HOW THE COURTS HAVE INTERPRETED FIDUCIARY DUTY
The primary duty of the directors is to exercise their powers in good faith and honestly for the benefit of the company. The Courts of England have, in the same line, also held that the Directors are duty bound to act in the best interests of the company. In Cook v. Deeks, a contract which was offered to the company was rejected by the directors who subsequently accepted it in their personal capacity and made profit off the deal. The court observed that those who assume complete control of company’s business are not at liberty to sacrifice the interests, that they are bound to protect and must not divert business in their own favour while acting on behalf of the company.
Similarly, in Aviling Barford Ltd v. Perion Ltd., a director being aware that the company’s property was being sold for £350,000 when its real value stood at £ 650,000, was held to be in breach of his fiduciary duty.
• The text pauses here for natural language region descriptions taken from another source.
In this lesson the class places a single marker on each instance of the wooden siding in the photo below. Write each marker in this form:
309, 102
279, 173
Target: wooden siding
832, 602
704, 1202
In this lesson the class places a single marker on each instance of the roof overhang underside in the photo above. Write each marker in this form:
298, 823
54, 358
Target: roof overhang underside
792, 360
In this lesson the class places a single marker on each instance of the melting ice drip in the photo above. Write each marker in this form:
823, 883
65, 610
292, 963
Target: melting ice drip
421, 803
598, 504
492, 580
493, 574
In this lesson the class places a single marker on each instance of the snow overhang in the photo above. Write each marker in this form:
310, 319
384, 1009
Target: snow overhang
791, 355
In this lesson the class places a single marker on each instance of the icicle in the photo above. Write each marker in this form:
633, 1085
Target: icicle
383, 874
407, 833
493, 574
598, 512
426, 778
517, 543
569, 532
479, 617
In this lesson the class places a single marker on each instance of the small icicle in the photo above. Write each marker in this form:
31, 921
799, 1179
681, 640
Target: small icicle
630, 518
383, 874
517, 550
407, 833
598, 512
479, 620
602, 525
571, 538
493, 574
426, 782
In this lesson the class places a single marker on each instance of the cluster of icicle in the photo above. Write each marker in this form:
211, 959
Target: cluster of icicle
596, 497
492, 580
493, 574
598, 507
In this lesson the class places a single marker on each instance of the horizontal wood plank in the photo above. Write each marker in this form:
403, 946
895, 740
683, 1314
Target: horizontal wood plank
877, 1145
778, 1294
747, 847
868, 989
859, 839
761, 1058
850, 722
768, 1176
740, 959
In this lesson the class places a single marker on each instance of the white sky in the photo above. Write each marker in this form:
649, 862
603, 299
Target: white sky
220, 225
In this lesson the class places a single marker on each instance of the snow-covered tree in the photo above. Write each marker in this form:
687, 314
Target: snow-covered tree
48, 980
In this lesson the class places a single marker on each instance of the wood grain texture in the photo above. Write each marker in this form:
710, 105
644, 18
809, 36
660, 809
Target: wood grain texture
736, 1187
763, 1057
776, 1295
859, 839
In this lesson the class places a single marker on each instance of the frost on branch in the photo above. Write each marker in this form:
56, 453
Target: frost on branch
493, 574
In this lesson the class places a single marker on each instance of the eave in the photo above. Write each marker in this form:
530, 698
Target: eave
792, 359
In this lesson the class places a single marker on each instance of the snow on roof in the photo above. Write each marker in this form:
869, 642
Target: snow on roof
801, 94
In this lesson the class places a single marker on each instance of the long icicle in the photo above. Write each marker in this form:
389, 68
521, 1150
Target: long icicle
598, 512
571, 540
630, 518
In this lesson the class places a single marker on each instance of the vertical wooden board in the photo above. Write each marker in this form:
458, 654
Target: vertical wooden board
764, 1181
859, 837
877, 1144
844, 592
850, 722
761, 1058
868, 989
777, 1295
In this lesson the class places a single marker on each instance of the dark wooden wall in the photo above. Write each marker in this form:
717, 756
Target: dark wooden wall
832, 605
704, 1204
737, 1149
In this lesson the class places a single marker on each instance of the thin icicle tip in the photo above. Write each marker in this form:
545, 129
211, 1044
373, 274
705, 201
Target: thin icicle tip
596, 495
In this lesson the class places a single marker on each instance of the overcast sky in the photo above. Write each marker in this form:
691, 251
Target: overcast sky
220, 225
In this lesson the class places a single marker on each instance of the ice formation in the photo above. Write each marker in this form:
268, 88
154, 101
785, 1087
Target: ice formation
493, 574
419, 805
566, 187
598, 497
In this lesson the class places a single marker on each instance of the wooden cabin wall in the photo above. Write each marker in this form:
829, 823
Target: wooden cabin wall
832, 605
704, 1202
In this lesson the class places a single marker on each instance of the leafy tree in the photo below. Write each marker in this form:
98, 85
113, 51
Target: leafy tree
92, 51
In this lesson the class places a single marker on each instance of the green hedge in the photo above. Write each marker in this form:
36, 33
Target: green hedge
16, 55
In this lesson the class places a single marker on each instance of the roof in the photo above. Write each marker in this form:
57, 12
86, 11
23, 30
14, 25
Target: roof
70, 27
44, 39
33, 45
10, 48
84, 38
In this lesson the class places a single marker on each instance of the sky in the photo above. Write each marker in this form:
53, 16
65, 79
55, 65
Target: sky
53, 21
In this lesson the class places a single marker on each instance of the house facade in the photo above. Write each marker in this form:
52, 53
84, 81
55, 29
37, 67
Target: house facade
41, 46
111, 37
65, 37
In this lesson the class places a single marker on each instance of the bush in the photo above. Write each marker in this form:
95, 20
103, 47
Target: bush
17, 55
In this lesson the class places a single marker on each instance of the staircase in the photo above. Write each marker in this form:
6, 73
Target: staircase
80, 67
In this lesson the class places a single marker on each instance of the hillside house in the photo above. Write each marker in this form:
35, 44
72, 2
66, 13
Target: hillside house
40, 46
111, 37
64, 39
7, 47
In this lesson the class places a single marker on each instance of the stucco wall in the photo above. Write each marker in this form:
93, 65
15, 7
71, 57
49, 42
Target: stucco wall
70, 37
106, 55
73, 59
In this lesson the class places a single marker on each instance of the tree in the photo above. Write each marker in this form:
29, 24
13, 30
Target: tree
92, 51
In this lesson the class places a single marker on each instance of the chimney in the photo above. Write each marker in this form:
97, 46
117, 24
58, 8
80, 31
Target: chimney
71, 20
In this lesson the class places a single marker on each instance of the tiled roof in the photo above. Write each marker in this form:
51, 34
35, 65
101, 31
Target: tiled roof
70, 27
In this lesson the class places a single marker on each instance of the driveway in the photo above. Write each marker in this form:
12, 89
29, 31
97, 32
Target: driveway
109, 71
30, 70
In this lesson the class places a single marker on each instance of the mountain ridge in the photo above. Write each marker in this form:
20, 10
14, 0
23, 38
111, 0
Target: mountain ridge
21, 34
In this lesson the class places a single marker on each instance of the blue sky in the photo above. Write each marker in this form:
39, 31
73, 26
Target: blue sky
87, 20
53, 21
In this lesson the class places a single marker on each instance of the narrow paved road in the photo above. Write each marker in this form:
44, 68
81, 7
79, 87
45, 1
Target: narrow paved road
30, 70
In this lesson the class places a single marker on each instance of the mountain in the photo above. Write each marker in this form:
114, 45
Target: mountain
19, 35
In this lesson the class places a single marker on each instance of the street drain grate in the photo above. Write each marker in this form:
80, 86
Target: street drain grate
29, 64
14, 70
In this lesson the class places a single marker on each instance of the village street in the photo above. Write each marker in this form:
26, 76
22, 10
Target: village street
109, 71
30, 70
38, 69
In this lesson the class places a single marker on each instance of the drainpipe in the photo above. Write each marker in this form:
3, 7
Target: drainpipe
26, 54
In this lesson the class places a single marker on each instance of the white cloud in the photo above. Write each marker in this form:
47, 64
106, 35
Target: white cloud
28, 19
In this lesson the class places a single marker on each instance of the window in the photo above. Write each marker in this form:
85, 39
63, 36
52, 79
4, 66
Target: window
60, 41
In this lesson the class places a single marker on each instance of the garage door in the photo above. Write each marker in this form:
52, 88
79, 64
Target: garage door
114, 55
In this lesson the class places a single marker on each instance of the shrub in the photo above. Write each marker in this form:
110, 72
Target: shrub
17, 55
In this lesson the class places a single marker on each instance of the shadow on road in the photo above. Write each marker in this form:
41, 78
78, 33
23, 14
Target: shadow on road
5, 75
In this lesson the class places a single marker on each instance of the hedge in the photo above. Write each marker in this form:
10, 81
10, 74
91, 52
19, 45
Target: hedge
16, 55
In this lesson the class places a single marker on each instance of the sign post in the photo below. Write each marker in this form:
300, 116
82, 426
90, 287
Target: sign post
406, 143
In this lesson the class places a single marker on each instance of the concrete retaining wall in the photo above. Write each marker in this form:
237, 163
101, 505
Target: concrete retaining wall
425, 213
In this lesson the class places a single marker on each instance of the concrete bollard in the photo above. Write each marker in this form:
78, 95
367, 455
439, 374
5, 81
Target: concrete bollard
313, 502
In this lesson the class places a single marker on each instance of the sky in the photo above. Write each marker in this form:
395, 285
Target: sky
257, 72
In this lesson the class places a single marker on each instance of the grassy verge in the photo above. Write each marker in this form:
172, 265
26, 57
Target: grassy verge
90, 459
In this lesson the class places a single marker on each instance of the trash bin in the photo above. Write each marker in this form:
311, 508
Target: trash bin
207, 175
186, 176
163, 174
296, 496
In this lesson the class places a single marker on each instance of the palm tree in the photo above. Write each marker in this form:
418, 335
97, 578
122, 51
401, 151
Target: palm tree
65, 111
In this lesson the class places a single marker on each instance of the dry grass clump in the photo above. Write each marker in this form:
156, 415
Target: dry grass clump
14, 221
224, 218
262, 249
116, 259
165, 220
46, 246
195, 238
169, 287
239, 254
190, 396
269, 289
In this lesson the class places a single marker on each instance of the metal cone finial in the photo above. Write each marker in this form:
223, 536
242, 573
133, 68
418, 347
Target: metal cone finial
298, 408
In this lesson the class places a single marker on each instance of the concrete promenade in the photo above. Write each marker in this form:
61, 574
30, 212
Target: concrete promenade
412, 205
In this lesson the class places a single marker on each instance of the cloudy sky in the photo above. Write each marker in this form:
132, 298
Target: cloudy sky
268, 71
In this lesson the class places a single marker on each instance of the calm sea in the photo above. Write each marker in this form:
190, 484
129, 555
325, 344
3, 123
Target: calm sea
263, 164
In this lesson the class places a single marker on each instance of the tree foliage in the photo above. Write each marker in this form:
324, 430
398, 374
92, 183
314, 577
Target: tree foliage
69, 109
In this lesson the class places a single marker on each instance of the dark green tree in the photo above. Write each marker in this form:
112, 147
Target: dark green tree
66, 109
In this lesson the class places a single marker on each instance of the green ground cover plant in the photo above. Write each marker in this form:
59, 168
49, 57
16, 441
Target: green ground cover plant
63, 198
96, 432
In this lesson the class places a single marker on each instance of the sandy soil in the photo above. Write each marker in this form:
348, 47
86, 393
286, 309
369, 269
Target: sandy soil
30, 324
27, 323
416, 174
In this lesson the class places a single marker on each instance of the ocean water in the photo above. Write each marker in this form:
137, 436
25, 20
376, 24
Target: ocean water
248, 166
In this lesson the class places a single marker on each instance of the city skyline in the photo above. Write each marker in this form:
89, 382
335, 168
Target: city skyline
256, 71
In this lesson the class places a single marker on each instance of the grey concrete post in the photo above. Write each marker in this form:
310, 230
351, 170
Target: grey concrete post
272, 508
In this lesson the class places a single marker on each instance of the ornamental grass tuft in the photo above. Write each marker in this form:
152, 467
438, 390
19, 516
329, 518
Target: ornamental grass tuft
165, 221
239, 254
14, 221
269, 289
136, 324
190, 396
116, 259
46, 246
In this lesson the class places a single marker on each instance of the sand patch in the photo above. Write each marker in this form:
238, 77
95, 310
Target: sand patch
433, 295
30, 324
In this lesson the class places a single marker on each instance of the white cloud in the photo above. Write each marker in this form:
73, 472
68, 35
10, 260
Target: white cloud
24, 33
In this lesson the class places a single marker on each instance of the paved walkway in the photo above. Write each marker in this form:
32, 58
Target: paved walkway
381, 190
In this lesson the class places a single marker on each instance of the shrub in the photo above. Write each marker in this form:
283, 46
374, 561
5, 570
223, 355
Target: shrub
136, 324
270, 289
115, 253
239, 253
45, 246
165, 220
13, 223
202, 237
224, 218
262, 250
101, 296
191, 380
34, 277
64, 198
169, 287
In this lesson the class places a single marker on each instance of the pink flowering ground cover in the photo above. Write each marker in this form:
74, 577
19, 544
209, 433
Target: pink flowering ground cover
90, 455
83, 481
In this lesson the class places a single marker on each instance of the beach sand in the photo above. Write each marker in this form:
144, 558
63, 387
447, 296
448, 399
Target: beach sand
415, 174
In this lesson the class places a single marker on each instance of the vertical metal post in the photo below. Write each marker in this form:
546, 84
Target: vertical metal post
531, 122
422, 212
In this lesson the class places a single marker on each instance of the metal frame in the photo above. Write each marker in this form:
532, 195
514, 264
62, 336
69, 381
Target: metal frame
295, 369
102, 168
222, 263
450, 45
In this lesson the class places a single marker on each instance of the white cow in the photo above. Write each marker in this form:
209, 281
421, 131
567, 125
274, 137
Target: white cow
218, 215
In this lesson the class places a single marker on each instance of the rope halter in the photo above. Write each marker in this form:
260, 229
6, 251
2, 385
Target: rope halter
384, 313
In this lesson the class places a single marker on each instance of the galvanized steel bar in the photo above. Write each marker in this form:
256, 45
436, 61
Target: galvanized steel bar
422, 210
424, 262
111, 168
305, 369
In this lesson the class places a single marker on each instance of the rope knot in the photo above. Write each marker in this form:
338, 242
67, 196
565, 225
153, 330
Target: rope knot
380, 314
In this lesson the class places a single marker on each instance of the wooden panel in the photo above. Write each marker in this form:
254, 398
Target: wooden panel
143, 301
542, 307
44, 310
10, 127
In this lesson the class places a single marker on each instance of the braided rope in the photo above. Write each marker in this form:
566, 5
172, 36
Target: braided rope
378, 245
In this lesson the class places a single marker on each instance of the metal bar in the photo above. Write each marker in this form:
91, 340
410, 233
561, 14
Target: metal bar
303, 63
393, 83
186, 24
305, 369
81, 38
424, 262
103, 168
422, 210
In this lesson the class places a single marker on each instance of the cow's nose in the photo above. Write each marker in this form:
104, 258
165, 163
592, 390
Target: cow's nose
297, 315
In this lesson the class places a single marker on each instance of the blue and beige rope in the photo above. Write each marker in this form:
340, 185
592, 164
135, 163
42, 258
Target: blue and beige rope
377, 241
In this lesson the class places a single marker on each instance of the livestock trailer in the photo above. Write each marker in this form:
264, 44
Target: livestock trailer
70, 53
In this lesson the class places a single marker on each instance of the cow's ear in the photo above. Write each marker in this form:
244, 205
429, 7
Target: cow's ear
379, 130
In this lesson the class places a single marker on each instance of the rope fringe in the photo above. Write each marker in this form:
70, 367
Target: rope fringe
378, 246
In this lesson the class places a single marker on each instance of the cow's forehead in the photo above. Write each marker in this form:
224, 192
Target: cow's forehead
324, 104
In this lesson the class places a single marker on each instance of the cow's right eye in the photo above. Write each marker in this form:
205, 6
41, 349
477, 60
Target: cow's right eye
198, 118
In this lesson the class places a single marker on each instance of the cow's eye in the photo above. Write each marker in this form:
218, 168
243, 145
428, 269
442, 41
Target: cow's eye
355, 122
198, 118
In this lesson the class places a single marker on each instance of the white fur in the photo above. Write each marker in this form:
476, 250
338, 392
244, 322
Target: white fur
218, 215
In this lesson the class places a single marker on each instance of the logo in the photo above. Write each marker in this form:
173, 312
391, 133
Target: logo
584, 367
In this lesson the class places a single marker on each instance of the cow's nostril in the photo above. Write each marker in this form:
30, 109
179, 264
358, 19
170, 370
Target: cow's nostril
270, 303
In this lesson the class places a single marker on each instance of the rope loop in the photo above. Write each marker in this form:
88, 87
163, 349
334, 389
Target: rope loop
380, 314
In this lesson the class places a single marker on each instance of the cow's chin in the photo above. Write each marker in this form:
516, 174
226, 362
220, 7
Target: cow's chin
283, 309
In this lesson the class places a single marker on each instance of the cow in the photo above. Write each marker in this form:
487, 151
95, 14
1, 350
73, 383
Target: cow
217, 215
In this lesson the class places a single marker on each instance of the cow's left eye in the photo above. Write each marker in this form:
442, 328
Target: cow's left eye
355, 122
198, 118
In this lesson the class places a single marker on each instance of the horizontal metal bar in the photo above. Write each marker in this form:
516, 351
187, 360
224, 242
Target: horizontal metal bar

English Courts have also held that any information received by the Director during his tenure cannot be used by him to his own advantage.
A similar approach has been followed by the Indian Courts wherein it has been held time and again that directors are the primary decision makers in the company, and their actions are attributable to the company itself. Therefore, directors ought to act in its best interests. In other words, section 166 stipulates that when the company is solvent, the directors are expected to fulfill their fiduciary duty, act in good faith and take decisions that would best serve the interests of the Company and its shareholders. Courts have held that directors act as agents, trustees or representatives of the company because of the fact that vis-a-vis the company they act in a fiduciary capacity.
DUTY TOWARDS SHAREHOLDERS
Although, the directors of a company don’t owe a fiduciary duty towards the shareholders, there is a certain duty and loyalty that is expected. In Dale and Carrington Invt. (P) Ltd. and Ors. vs. P.K. Prathapan and Ors., the Hon’ble Supreme Court of India held unequivocally that that the directors of a company owe an obligation to the shareholders of the company to make all disclosures and to act in the best interest of the company, exercising due diligence and good faith. The Hon’ble Supreme Court also stated that irrespective of whether directors are described as trustees, agents or representatives, they have a duty to act for the benefit of the company and must not derelict their duty towards the shareholders and investors in the company.
The same principle was relied upon and echoed by the High Court of Madras in the case of G. Vasudevan vs. Union of India & Ors, thereby proving beyond a doubt that upholding the interests of the shareholder is one of the primary responsibilities of the director of a company and the Courts have, depending upon the specific facts and circumstances of each case, ensured that their rights and interests are protected.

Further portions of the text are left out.